Immigration and Customs Enforcement (ICE) Acting Director Matt Albence on Thursday warned that a recent court decision that restricts ICE’s ability to issue detainers for illegal immigrants held in custody will endanger the public — slamming what he called the latest example of “judicial overreach.”
Albence spoke to reporters from the White House briefing room, where he reacted to a September ruling by U.S. District Court Judge Andre Birrote Jr. — who issued a permanent injunction barring the agency from relying only on electronic databases when issuing detainers. The ruling applies to states that do not explicitly authorize civil immigration arrests using detainers.
The ruling comes amid concerns from advocates that such searches are unreliable. The judge cited ICE data that nearly 800 out of 13,000 detainers between May 2015 and February 2016 were withdrawn because the individual was a citizen or “otherwise not subject to removal.”
Last year, ICE deported more than 145,000 criminal illegal immigrants and about 70 percent of arrests ICE conducts occur via a detainer from a local or state jail or prison. Albence warned the ruling would severely hamper ICE’s ability to pick up and deport dangerous illegal immigrants with prior convictions.
“This conclusion is out of step with the realities of modern law enforcement, endangers the public and construes probable cause in an unfairly restrictive way,” he said. “Moreover this decision, issued by a single judge in Los Angeles will impact at least 43 states, threatening communities far beyond the one in which this judge sits.”
Immigration and Customs Enforcement Director Matt Albence, right, accompanied by sheriffs from around the country including Tarrant County, Texas Sheriff Bill Waybourn, left, speaks in the Briefing Room at the White House in Washington, Thursday, Oct. 10, 2019. (AP Photo/Andrew Harnik)
The Trump administration has taken a number of legal hits when it comes to its immigration policy, although it has secured some high-profile victories at the Supreme Court in recent months.

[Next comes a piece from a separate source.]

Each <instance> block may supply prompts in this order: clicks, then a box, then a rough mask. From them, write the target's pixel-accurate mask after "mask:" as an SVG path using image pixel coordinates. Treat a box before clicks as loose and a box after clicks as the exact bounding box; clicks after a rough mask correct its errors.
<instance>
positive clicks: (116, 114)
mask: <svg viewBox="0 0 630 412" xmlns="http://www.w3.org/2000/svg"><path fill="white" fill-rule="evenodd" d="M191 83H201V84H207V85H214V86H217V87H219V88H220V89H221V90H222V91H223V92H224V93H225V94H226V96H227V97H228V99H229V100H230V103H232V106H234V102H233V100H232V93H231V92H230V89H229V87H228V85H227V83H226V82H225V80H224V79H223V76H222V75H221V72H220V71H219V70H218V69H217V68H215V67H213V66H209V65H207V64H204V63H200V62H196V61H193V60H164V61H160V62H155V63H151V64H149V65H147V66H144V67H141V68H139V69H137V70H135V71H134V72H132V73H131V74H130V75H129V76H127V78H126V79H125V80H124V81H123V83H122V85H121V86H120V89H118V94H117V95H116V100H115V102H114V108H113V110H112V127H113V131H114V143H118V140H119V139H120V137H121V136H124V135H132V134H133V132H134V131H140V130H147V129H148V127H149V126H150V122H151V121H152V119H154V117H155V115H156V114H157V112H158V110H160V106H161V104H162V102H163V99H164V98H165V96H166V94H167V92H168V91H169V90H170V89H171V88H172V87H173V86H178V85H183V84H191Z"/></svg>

But Albence warned of continued overreach by federal courts on the area of immigration enforcement.
“While I wish I could say this is an isolated occurrence, it is the latest example of judicial overreach targeting immigration enforcement and the application of laws already passed by Congress, often decades ago,” he said.
“Time and again [Department of Homeland Security] is prevented from exercising authority granted by Congress because of decisions of unelected judges who substitute their judgment for that of our legislature or government officials tasked with enforcing our laws,” he said.
Albence has been sounding the alarm about the dangers of so-called sanctuary cities, whereby local authorities refuse to cooperate with ICE detainers. At a press conference last month, he stood alongside sheriffs as he gave examples of criminals who had been released by sanctuary jurisdictions before reoffending.
On Thursday, Sheriff Bill Waybourn from Tarrant County, Texas, stood alongside Albence and told reporters that seven percent of inmates in his county’s jails are illegal immigrants — held for offenses such as murder, sexual assault of children, robbery, kidnapping, and driving while intoxicated (DWI.)
He warned that releasing such people will put communities in jeopardy, noting that 72 percent in custody are repeat offenders.
“So if we have to turn them loose or they get released, they’re coming back to your neighborhood and my neighborhood,” he said. “These drunks will run over your children and they will run over my children.”
The Associated Press contributed to this report.